Für vorläufig vollstreckbar ohne Sicherheitsleistung sind zu erklären:
- 1.
Urteile, die auf Grund eines Anerkenntnisses oder eines Verzichts ergehen; - 2.
Versäumnisurteile und Urteile nach Lage der Akten gegen die säumige Partei gemäß § 331a; - 3.
Urteile, durch die gemäß § 341 der Einspruch als unzulässig verworfen wird; - 4.
Urteile, die im Urkunden-, Wechsel- oder Scheckprozess erlassen werden; - 5.
Urteile, die ein Vorbehaltsurteil, das im Urkunden-, Wechsel- oder Scheckprozess erlassen wurde, für vorbehaltlos erklären; - 6.
Urteile, durch die Arreste oder einstweilige Verfügungen abgelehnt oder aufgehoben werden; - 7.
Urteile in Streitigkeiten zwischen dem Vermieter und dem Mieter oder Untermieter von Wohnräumen oder anderen Räumen oder zwischen dem Mieter und dem Untermieter solcher Räume wegen Überlassung, Benutzung oder Räumung, wegen Fortsetzung des Mietverhältnisses über Wohnraum auf Grund der §§ 574 bis 574b des Bürgerlichen Gesetzbuchs sowie wegen Zurückhaltung der von dem Mieter oder dem Untermieter in die Mieträume eingebrachten Sachen; - 8.
Urteile, die die Verpflichtung aussprechen, Unterhalt, Renten wegen Entziehung einer Unterhaltsforderung oder Renten wegen einer Verletzung des Körpers oder der Gesundheit zu entrichten, soweit sich die Verpflichtung auf die Zeit nach der Klageerhebung und auf das ihr vorausgehende letzte Vierteljahr bezieht; - 9.
Urteile nach §§ 861, 862 des Bürgerlichen Gesetzbuchs auf Wiedereinräumung des Besitzes oder auf Beseitigung oder Unterlassung einer Besitzstörung; - 10.
Berufungsurteile in vermögensrechtlichen Streitigkeiten.
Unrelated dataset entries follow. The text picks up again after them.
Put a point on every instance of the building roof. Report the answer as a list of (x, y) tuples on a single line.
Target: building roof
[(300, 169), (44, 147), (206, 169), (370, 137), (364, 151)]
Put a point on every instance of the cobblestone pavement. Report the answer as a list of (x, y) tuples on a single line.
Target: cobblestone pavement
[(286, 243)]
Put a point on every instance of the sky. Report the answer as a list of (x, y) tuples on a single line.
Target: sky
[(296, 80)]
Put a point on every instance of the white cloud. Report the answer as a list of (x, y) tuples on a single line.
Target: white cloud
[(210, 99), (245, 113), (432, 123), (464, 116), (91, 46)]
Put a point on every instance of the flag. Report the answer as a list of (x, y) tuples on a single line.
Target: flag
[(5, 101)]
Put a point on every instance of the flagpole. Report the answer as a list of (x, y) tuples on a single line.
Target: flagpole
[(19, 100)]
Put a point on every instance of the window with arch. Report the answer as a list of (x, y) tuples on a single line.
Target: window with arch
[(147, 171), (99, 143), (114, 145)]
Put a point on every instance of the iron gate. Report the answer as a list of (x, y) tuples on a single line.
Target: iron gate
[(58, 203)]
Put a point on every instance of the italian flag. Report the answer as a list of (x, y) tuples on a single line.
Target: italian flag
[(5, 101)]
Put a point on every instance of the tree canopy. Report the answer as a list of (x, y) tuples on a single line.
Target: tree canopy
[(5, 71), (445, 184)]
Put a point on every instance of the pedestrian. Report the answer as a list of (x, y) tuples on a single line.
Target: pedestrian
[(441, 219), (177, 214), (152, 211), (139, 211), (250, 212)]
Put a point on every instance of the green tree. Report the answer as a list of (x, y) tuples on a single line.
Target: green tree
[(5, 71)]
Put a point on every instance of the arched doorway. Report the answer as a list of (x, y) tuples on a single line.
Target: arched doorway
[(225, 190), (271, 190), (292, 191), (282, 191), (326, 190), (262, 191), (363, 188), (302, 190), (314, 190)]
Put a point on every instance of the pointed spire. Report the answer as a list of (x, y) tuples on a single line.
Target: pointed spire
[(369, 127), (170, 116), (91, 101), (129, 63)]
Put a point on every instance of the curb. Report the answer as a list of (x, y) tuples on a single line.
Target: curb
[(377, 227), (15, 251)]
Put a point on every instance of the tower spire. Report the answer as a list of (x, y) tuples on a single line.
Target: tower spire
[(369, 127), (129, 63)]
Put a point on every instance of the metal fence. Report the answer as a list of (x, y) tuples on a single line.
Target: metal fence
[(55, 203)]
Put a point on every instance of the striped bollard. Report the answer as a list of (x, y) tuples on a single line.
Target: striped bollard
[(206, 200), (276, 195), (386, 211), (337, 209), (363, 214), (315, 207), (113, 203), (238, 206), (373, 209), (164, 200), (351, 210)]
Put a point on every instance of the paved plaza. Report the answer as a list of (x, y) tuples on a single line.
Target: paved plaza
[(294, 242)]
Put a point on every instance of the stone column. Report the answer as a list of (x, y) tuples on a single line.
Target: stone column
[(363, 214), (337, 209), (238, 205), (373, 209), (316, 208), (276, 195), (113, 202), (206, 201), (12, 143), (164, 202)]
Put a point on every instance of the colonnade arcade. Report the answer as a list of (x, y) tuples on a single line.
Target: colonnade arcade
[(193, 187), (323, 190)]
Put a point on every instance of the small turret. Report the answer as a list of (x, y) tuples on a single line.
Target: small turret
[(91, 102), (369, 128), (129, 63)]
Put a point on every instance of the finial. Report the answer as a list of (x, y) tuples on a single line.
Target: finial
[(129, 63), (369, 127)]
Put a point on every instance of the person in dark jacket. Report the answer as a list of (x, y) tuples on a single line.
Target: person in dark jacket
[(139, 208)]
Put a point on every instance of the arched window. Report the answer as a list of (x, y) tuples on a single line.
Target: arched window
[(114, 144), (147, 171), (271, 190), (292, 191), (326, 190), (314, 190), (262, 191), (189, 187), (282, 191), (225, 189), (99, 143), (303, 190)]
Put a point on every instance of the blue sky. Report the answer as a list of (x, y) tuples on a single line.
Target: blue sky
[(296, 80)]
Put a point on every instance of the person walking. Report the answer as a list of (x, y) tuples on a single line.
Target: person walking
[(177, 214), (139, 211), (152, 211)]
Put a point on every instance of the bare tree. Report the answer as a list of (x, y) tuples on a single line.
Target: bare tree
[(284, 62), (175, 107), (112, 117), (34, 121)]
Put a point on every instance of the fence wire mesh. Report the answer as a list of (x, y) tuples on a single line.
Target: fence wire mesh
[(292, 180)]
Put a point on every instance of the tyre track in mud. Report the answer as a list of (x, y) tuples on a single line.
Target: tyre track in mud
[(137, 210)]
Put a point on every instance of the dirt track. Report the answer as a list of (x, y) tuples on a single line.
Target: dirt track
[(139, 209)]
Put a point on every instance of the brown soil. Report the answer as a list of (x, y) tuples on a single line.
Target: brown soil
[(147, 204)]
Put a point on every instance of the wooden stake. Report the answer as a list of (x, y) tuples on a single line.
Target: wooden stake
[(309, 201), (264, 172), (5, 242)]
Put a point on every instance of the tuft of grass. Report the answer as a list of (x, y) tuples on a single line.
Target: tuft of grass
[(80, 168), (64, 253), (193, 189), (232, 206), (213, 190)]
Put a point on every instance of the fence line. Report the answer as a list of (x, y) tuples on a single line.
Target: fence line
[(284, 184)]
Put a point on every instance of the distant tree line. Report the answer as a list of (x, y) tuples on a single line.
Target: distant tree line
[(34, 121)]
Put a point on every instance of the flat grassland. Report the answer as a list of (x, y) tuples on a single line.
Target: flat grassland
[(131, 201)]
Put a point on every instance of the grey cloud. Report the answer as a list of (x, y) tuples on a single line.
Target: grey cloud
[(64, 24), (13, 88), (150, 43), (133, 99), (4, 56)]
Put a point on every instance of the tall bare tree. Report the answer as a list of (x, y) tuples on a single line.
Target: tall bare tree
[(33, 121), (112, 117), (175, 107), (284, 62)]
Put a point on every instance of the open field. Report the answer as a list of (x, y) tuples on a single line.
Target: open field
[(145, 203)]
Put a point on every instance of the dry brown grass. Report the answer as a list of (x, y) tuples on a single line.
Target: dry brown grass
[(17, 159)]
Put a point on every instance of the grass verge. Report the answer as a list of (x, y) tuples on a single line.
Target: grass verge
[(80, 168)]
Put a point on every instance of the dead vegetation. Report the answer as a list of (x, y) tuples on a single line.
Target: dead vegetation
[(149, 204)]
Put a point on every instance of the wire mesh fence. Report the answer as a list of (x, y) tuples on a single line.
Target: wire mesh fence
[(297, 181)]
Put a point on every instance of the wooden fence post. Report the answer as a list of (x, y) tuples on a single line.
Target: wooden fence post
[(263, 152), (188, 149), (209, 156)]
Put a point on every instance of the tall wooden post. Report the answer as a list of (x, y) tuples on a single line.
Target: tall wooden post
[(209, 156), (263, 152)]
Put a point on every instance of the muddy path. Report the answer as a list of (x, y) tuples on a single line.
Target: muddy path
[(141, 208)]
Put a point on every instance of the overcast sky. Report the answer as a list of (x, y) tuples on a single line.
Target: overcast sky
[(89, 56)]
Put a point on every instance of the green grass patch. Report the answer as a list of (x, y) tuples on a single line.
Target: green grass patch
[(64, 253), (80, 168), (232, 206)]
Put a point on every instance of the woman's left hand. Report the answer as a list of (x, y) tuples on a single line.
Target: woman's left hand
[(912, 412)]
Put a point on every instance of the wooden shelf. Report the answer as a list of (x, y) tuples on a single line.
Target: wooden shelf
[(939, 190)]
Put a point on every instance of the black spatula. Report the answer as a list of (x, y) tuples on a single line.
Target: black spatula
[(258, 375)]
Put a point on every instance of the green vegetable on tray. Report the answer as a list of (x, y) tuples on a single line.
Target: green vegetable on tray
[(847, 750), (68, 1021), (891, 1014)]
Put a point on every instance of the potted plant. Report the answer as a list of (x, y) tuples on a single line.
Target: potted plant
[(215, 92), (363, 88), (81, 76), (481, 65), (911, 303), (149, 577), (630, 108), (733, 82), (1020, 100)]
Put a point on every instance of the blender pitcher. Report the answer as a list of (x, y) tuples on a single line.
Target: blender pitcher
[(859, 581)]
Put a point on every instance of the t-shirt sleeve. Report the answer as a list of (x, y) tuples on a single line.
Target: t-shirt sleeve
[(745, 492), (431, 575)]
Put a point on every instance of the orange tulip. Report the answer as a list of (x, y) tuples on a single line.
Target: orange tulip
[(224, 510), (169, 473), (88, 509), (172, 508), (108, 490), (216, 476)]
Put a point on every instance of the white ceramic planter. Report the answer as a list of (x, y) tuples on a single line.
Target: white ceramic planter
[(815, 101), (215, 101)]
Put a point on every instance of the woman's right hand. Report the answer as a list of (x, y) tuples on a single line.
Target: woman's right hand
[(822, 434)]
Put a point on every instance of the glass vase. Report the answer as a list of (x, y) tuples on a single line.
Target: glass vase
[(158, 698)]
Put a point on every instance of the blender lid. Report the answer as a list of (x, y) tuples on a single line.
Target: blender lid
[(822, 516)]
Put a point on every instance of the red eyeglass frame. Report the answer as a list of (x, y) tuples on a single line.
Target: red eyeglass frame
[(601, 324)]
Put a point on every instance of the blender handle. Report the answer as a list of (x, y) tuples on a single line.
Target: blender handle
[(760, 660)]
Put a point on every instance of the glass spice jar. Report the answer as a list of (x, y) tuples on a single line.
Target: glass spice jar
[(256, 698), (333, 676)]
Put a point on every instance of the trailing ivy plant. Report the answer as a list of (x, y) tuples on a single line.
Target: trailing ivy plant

Wird die Berufung durch Urteil oder Beschluss gemäß § 522 Absatz 2 zurückgewiesen, ist auszusprechen, dass das angefochtene Urteil ohne Sicherheitsleistung vorläufig vollstreckbar ist; - 11.
andere Urteile in vermögensrechtlichen Streitigkeiten, wenn der Gegenstand der Verurteilung in der Hauptsache 1.250 Euro nicht übersteigt oder wenn nur die Entscheidung über die Kosten vollstreckbar ist und eine Vollstreckung im Wert von nicht mehr als 1.500 Euro ermöglicht.